1 pound green cabbage (about 1/2 medium head), shredded fine
1 large carrot, peeled and grated
1 teaspoon table salt
2 tablespoons smooth peanut butter
2 tablespoons peanut oil
2 tablespoons rice vinegar
1 tablespoon soy sauce
1 teaspoon honey
2 medium cloves garlic, chopped coarse
1 1/2 inch piece ginger, peeled
1/2 jalapeño chile, halved and seeded
4 medium radishes, halved lengthwise and sliced thin
4 medium scallions, sliced thin
Table salt

Toss shredded cabbage, carrot, and 1 teaspoon salt in colander or large mesh strainer set over medium bowl. Let stand until cabbage wilts, at least 1 hour or up to 4 hours. Rinse cabbage and carrot under cold running water (or in large bowl of ice water if serving immediately). Press, but do not squeeze, to drain; pat dry with paper towels.

In bowl of food processor fitted with steel blade, puree peanut butter, oil, vinegar, soy sauce, honey, garlic, ginger, and jalapeño until smooth paste is formed. Toss cabbage and carrot, radishes, scallions, and dressing together in medium bowl. Season to taste with salt; cover and refrigerate until ready to serve.

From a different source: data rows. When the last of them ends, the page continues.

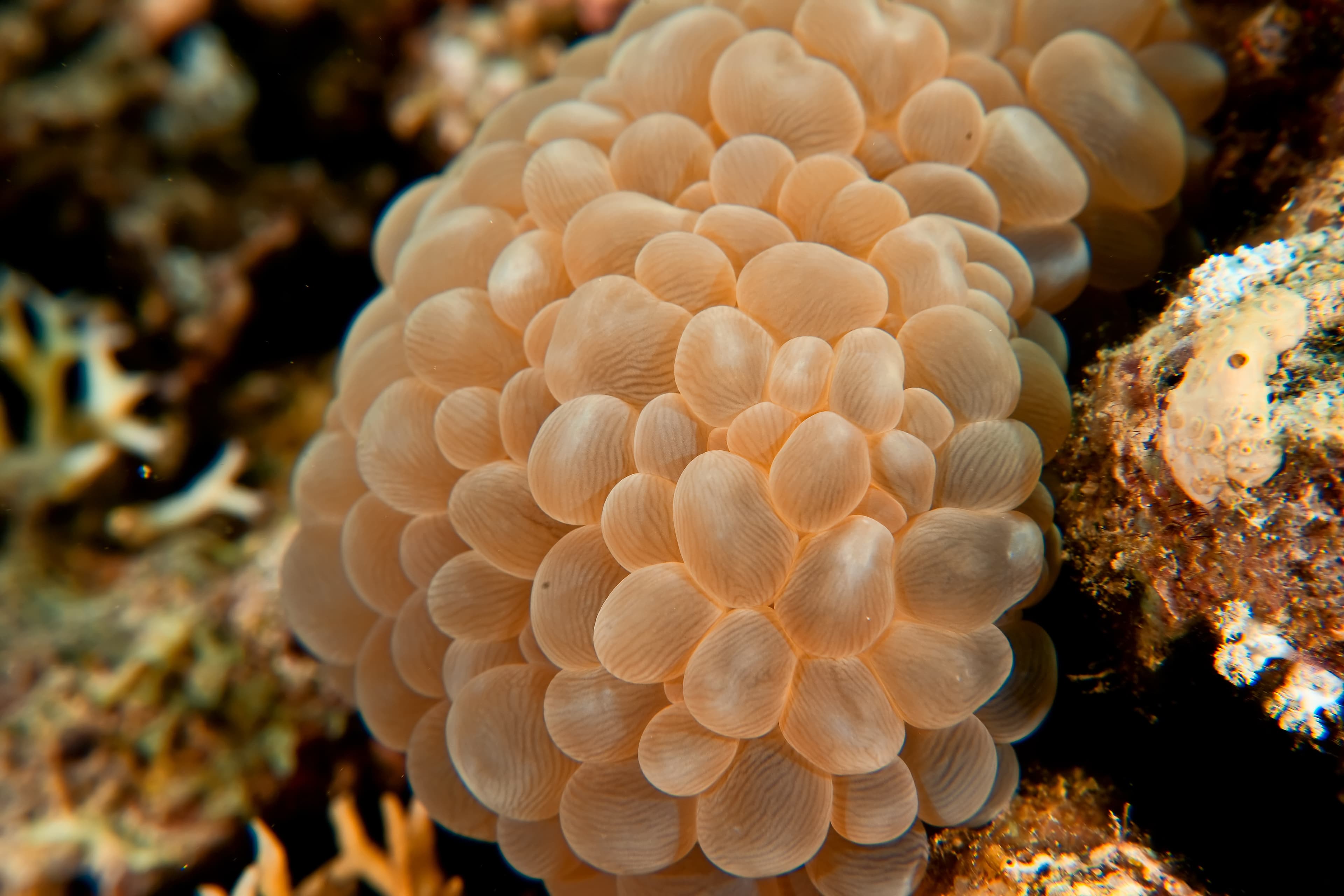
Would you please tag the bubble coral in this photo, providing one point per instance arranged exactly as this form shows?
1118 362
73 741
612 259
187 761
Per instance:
695 437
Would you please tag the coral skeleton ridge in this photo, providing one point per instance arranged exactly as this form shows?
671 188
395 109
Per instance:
68 444
65 445
679 500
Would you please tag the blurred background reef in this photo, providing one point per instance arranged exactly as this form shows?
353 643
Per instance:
189 191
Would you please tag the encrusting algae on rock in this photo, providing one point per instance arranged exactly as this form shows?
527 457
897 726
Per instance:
679 500
405 868
1205 469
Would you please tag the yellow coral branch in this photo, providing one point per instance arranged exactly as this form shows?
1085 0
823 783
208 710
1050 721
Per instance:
406 868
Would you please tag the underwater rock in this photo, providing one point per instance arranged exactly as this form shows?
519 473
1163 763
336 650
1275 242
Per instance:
680 491
468 59
1202 483
146 716
1064 833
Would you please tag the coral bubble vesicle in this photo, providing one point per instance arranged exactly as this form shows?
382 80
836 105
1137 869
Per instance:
680 492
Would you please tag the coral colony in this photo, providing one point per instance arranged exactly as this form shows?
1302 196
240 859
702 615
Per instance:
1251 434
679 498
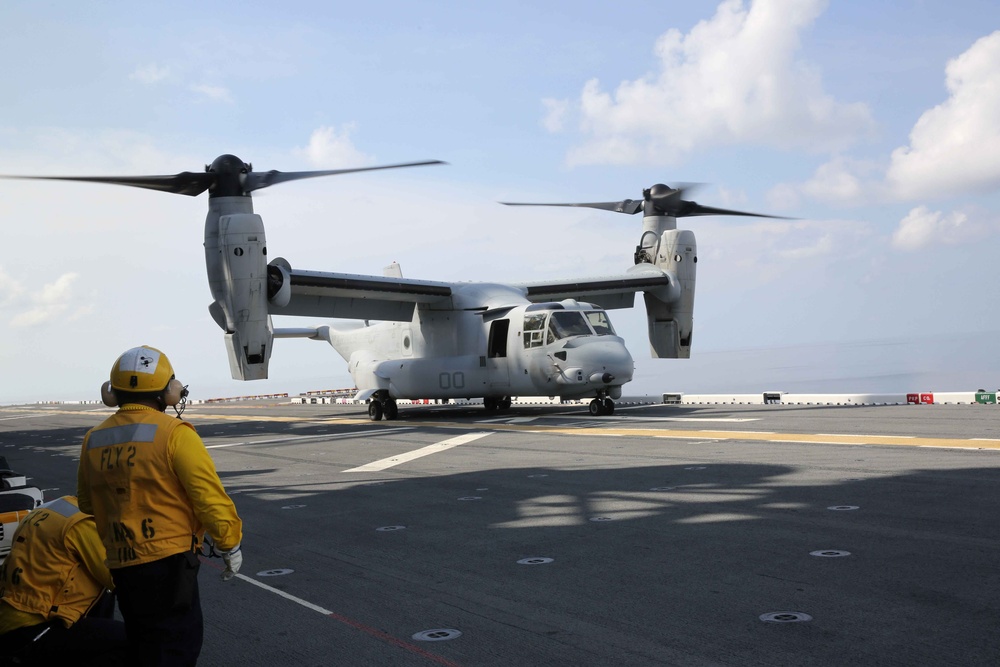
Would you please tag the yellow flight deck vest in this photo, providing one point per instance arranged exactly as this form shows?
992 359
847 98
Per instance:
142 511
50 582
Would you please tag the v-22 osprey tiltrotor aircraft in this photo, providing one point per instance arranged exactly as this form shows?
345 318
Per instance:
439 340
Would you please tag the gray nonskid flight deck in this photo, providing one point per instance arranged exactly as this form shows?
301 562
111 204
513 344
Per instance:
550 537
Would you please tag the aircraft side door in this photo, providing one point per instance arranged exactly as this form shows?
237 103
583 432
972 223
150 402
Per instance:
497 363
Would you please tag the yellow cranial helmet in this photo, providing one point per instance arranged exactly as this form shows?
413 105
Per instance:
141 369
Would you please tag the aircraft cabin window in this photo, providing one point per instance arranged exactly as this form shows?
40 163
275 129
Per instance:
602 325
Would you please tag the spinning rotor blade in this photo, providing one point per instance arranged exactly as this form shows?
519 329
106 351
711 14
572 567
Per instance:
256 180
227 176
659 200
629 206
185 183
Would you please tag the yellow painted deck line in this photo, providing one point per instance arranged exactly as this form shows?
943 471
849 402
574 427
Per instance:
801 438
598 430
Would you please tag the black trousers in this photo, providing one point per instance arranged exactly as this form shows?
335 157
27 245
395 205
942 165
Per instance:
162 610
95 639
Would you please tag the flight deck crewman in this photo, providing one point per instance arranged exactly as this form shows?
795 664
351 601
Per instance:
154 493
55 607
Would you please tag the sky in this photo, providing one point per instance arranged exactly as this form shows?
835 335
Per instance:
875 125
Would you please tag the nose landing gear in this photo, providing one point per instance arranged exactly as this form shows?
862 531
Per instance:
382 405
493 404
602 405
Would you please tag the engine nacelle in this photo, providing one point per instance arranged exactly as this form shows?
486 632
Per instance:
240 289
279 282
671 323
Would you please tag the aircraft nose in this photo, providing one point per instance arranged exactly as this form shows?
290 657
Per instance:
606 360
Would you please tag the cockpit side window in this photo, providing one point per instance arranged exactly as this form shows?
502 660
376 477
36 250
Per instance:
565 324
599 320
534 329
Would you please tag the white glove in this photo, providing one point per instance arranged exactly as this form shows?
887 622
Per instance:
233 560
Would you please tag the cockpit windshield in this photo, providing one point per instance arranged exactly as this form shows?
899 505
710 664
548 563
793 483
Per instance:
566 323
543 328
599 320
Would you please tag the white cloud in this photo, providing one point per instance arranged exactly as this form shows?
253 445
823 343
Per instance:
214 93
330 148
732 79
923 227
955 147
150 74
53 300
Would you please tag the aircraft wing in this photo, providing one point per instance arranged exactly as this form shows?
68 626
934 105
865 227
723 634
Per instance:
608 292
348 296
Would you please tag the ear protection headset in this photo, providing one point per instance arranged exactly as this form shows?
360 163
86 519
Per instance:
145 370
173 394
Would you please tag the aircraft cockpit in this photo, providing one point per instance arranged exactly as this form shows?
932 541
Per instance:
547 323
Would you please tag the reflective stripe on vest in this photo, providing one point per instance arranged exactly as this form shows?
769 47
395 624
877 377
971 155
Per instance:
119 435
63 507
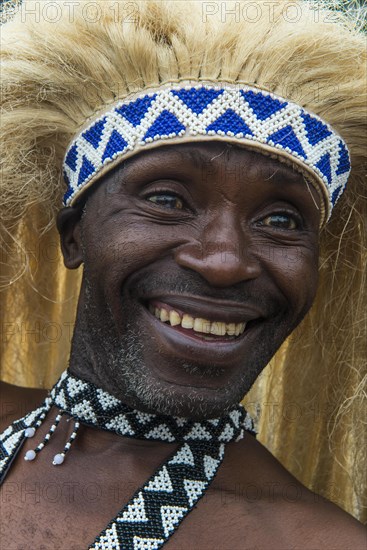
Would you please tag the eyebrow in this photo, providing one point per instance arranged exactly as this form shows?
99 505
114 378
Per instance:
271 169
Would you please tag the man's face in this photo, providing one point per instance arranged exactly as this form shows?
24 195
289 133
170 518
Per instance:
199 260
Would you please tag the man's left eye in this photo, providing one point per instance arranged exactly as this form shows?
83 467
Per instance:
280 221
167 201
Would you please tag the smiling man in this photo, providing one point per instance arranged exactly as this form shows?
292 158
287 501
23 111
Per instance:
196 195
185 320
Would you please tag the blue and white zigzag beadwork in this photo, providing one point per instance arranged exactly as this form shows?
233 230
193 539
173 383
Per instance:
191 112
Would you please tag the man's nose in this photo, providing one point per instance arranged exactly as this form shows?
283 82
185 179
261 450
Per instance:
221 254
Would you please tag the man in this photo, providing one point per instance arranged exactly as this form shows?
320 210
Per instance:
195 204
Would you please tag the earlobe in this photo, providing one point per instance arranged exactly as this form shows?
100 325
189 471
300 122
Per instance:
68 225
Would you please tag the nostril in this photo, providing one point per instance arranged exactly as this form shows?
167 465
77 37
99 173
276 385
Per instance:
221 265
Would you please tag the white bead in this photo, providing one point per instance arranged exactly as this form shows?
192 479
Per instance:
58 459
30 455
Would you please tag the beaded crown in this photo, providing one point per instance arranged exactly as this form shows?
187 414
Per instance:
246 115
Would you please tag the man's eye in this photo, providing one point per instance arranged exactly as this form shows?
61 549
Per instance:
280 221
167 201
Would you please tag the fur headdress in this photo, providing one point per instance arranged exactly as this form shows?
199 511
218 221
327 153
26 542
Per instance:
63 62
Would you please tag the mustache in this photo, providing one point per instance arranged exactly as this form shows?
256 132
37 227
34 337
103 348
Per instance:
194 284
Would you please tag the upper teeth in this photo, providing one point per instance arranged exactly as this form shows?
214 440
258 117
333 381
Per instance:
217 328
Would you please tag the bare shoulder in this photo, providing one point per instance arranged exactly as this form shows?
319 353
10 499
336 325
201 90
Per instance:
16 402
306 519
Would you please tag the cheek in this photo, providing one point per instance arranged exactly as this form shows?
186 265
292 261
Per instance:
294 270
120 249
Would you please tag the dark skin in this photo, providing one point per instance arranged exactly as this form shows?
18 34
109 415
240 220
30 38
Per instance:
178 226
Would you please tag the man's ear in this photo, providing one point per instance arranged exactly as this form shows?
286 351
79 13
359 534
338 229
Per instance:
68 224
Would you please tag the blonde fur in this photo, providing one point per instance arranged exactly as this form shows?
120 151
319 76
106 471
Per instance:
56 75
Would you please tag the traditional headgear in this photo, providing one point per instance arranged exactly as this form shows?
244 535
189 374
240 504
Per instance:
182 112
87 84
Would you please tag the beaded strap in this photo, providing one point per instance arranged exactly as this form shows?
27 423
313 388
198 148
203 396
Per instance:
181 113
156 510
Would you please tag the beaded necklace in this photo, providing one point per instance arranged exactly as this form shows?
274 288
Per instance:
157 508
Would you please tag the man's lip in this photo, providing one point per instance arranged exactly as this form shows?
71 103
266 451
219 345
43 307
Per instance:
206 308
189 346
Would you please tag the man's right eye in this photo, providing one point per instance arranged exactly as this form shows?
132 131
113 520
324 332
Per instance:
166 200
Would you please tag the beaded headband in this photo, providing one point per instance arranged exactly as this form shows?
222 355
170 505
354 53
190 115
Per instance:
187 112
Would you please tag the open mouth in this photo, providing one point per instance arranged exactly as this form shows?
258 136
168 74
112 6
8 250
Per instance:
196 326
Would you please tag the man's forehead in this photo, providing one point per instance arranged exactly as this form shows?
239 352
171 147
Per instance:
212 157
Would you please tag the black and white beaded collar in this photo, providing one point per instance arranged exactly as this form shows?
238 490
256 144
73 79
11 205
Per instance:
156 510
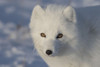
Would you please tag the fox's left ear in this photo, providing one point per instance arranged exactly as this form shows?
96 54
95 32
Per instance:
70 14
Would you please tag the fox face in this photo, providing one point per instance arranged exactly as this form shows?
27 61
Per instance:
53 30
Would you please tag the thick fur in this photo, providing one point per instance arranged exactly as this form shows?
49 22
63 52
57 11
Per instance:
80 44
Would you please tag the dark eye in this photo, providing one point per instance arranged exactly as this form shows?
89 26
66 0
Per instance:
60 35
43 35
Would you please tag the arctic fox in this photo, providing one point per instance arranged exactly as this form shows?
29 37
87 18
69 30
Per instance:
67 37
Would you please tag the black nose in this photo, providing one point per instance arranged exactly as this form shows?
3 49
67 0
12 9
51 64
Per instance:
48 52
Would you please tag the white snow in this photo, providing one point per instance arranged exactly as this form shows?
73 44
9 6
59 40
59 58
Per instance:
16 47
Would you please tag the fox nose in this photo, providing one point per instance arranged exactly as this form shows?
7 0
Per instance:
48 52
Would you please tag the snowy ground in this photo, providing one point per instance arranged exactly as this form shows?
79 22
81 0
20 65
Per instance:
16 47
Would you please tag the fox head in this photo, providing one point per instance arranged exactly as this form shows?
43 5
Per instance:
53 29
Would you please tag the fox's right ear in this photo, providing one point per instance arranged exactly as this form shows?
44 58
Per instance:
70 14
37 12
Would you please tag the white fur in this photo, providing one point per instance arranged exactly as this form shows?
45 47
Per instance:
80 44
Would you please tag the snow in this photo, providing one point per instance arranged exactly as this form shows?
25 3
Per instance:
16 47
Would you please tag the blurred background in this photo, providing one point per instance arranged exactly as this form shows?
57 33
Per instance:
16 47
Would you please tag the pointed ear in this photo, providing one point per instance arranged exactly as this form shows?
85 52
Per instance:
37 12
70 14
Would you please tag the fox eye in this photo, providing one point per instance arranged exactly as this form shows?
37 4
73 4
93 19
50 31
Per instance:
43 35
60 35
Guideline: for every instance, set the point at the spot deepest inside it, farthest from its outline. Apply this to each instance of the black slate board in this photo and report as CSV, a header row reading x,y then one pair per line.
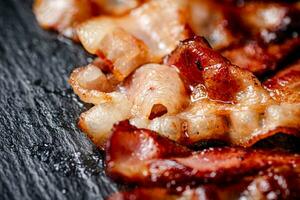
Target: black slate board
x,y
43,155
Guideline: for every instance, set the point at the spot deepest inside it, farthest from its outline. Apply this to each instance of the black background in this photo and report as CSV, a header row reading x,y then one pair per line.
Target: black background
x,y
43,155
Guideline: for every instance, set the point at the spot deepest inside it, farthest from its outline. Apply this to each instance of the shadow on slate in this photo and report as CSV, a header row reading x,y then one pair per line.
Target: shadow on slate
x,y
43,155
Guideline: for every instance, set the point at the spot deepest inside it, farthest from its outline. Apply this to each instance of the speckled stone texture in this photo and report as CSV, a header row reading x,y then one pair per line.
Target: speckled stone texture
x,y
43,155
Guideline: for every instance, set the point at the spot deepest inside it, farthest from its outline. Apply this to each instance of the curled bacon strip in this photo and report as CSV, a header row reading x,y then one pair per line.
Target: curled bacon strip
x,y
260,58
278,183
285,84
141,156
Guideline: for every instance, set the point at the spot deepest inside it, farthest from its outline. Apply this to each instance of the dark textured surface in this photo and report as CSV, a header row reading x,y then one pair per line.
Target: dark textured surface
x,y
43,155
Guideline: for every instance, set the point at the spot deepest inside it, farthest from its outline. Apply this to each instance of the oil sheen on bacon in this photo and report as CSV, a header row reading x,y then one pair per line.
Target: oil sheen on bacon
x,y
212,99
276,183
141,156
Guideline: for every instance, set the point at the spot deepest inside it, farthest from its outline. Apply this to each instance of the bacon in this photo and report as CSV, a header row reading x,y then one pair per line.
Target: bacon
x,y
98,121
145,95
159,24
216,22
278,183
117,7
150,89
270,21
141,156
285,85
228,103
62,15
259,58
241,114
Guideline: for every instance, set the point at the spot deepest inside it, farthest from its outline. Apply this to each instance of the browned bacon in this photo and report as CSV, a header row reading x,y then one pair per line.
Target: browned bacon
x,y
274,183
285,86
141,156
260,58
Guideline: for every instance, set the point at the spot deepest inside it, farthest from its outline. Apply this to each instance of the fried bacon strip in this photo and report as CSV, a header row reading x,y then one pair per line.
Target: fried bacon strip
x,y
211,99
276,183
285,85
159,24
141,156
260,58
62,15
145,95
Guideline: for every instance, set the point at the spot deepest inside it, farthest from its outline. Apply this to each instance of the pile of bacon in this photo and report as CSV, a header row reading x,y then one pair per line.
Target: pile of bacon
x,y
159,90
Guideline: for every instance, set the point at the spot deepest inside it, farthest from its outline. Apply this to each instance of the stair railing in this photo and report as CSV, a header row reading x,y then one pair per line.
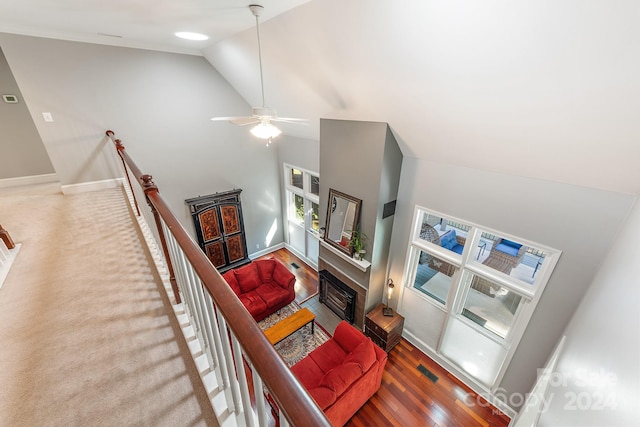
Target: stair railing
x,y
227,334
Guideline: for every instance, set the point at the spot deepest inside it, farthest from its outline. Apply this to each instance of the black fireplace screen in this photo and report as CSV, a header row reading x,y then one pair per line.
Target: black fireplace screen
x,y
336,295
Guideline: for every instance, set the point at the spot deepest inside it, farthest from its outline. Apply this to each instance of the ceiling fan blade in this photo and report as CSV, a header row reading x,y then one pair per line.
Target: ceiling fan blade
x,y
243,121
290,120
226,119
239,121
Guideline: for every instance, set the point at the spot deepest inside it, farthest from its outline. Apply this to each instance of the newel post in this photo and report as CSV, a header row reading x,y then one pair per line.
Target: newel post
x,y
4,235
150,187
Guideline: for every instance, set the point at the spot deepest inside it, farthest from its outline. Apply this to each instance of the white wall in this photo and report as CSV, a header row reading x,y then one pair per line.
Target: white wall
x,y
22,151
579,221
159,104
597,380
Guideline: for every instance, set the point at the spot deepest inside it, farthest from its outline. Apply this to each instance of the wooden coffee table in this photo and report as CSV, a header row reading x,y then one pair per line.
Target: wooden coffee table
x,y
289,325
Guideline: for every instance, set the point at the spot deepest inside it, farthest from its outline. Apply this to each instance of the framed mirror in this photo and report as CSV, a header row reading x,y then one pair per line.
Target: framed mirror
x,y
343,216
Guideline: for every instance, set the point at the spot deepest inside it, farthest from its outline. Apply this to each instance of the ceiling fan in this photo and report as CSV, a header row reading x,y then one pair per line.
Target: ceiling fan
x,y
261,116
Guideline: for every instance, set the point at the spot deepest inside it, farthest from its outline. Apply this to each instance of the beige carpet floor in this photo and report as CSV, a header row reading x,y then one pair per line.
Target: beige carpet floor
x,y
87,335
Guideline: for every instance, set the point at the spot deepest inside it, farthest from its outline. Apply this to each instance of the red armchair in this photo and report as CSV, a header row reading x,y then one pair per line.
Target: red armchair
x,y
263,286
343,373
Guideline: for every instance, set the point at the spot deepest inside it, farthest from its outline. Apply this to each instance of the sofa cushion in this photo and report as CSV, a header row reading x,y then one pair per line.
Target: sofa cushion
x,y
328,355
323,396
272,294
507,249
448,240
253,303
265,269
281,275
248,277
230,277
308,372
511,243
341,377
364,355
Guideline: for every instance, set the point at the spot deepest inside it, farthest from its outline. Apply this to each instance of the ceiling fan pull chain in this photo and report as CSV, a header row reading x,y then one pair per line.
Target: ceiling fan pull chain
x,y
257,14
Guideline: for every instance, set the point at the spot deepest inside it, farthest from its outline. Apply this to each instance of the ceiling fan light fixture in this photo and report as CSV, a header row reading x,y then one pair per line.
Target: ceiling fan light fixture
x,y
265,130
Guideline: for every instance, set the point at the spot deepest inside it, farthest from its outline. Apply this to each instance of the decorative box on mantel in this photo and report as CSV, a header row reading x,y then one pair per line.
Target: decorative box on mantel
x,y
384,331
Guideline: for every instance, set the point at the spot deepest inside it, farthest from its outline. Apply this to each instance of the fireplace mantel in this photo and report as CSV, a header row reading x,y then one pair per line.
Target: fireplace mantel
x,y
361,265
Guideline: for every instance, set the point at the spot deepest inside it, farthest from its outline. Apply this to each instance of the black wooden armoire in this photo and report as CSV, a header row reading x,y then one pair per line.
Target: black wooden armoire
x,y
219,226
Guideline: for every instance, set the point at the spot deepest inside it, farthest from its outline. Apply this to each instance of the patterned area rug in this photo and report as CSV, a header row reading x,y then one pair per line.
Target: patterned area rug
x,y
296,346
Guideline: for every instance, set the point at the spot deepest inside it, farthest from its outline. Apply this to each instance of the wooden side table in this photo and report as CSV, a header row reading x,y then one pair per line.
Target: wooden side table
x,y
384,331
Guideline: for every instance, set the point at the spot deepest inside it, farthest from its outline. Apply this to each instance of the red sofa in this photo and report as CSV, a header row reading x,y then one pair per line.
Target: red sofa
x,y
343,373
264,286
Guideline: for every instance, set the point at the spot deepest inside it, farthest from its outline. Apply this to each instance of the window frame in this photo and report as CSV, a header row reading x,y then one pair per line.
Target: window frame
x,y
467,264
304,192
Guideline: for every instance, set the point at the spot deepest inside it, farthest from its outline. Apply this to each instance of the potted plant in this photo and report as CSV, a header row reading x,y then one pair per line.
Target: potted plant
x,y
358,242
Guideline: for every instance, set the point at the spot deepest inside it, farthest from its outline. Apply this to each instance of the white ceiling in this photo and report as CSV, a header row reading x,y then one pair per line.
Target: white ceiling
x,y
545,89
147,24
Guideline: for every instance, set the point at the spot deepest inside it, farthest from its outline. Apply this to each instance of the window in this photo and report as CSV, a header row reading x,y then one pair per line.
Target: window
x,y
296,178
302,192
474,289
433,276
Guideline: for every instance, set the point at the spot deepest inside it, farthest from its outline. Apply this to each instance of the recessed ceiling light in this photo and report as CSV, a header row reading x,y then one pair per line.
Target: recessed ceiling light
x,y
191,36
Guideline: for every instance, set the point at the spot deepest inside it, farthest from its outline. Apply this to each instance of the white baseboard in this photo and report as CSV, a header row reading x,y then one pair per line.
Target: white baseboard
x,y
91,186
28,180
4,269
266,251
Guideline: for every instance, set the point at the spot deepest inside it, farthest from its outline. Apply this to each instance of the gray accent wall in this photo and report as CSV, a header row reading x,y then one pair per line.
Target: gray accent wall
x,y
159,104
23,153
362,159
581,222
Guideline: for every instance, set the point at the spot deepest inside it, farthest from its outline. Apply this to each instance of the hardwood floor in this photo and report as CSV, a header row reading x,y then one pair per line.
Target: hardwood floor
x,y
407,397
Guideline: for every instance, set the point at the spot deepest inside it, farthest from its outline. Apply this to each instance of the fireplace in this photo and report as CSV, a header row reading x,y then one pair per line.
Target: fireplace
x,y
336,295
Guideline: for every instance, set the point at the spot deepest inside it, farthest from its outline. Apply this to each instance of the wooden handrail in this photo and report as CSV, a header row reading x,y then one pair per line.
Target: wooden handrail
x,y
293,400
6,238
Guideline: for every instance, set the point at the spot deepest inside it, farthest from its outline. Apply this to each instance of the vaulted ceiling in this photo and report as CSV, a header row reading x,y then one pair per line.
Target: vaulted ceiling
x,y
545,89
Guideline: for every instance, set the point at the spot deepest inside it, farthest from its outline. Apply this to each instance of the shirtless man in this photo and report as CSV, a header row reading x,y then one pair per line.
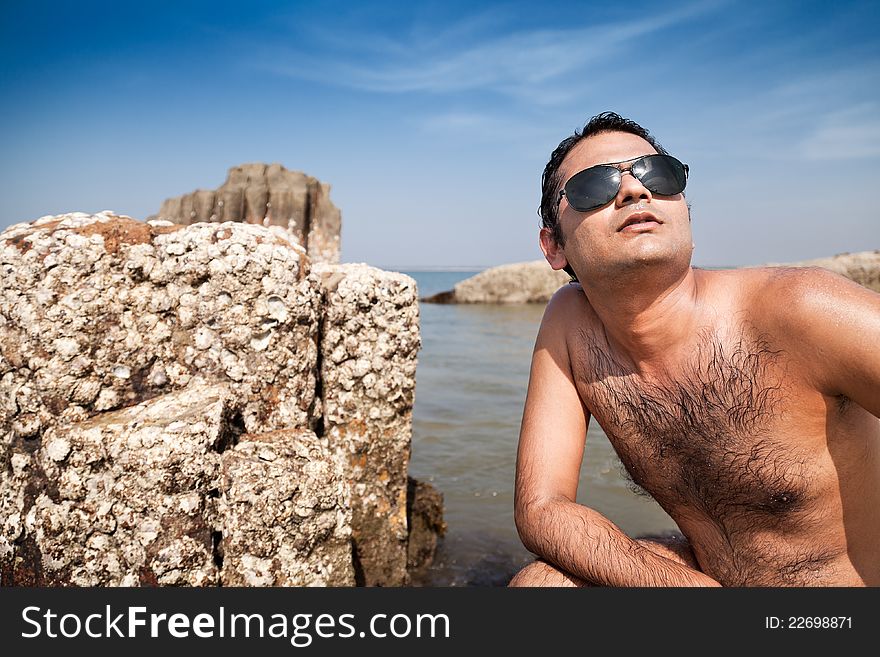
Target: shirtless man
x,y
745,402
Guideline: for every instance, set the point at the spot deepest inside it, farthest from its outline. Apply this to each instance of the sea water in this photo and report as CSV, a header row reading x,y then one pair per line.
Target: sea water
x,y
471,382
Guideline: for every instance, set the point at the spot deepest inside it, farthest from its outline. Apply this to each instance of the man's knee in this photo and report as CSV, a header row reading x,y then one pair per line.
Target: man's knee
x,y
541,573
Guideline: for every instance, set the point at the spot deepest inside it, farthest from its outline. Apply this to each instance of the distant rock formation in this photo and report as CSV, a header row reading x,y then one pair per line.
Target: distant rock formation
x,y
267,195
535,281
198,405
522,282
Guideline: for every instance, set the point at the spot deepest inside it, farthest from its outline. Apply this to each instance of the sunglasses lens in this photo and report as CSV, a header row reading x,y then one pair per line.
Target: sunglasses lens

Cucumber, Carrot and Red Onion Salad

Cucumber, Carrot and Red Onion Salad

4 cucumbers (about 2 pounds), peeled, leaving stripes of skin, and sliced thin (about 6 cups)
1 cup coarsely shredded carrot
1 cup paper-thin slices red onion
1/3 cup white-wine vinegar
3 tablespoons vegetable oil
1 1/2 teaspoons salt, or to taste
1 teaspoon sugar

In a bowl combine vegetables. In a small bowl stir together vinegar, oil, salt, sugar, and pepper to taste until salt and sugar are dissolved. Pour dressing over salad and toss to combine well. Chill salad, covered, stirring occasionally, at least 1 hour and up to 3 hours.